Upon reviewing these implications, it becomes clear that error reporting should be regarded as a serious procedure to reduce future accidents. A nurse should engage the organization and the patient and do everything possible to mitigate the mistake’s consequences. The first strategy is to follow the institutional guidelines of the state and the hospital to report the error officially. This procedure may involve a written or verbal report to one’s superiors (ANA, 2015). This action should ensure that the information will reach other clinicians. The next strategy would be to disclose the nature of the error to the patient and his family as soon as possible. They are entitled to this knowledge as it is a part of safety and health protection rules for nurses (ANA, 2015). In the end, the nurse should respect the decision of the hospital and the patient’s family regarding the mistake.

Nurses should acknowledge that they have a responsibility to protect patients and provide them with the best care possible. Therefore, they should report their and others’ mistakes to create a safe environment where patients’ health is the central concern. Self-reporting should be devoid of a punishment-focused narrative which becomes a barrier to nurses being transparent and truthful about their actions. Nurses should also disclose all information to their patients to reduce the damages inflicted by errors.

References

American Nurses Association (ANA). (2015). Code of ethics for nurses with interpretive statements. Web.

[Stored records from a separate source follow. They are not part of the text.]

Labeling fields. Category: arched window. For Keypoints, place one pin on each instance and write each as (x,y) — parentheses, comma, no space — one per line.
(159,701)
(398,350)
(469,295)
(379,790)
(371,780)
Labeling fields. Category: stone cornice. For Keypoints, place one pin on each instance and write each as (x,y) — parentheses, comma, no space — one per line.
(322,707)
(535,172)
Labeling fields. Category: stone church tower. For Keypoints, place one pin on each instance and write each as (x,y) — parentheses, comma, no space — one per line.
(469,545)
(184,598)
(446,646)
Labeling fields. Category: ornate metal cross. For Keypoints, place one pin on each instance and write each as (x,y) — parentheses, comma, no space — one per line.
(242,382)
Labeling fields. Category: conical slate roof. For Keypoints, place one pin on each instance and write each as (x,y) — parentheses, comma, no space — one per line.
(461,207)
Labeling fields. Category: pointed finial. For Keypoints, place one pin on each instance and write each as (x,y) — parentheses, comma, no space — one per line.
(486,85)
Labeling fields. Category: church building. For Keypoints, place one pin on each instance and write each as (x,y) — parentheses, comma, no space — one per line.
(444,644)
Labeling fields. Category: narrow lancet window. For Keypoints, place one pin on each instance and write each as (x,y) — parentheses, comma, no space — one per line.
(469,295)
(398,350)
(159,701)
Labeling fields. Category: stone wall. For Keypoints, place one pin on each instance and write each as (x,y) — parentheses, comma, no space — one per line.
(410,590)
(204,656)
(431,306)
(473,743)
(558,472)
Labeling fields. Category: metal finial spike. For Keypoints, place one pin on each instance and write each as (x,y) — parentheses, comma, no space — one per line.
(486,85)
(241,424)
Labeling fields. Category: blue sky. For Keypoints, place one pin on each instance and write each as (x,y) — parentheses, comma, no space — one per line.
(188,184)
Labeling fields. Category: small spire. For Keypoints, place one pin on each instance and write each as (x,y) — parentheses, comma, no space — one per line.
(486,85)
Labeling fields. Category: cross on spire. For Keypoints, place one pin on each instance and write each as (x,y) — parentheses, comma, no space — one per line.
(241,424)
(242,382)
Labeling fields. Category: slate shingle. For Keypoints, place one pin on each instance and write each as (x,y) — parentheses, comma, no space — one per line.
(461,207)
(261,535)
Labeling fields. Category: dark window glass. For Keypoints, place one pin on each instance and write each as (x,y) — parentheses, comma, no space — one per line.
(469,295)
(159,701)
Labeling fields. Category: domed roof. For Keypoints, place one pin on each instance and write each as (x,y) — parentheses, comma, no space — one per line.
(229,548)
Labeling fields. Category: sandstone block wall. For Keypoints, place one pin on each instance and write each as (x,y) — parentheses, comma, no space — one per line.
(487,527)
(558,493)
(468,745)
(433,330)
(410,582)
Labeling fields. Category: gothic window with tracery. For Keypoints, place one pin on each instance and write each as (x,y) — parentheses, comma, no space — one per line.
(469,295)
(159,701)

Anderson, P., & Townsend, T. (2010). Medication errors: Don’t let them happen to you. American Nurse Today, 5(3), 23–28. Web.

Arcangelo, V. P., Peterson, A. M., Wilbur, V., & Reinhold, J. A. (Eds.). (2017). Pharmacotherapeutics for advanced practice: A practical approach (4th ed.). Ambler, PA: Lippincott Williams & Wilkins.

Pirinen, H., Kauhanen, L., Danielsson-Ojala, R., Lilius, J., Tuominen, I., Díaz Rodríguez, N., & Salanterä, S. (2015). Registered Nurses’ experiences with the medication administration process. Advances in Nursing, 2015. Web.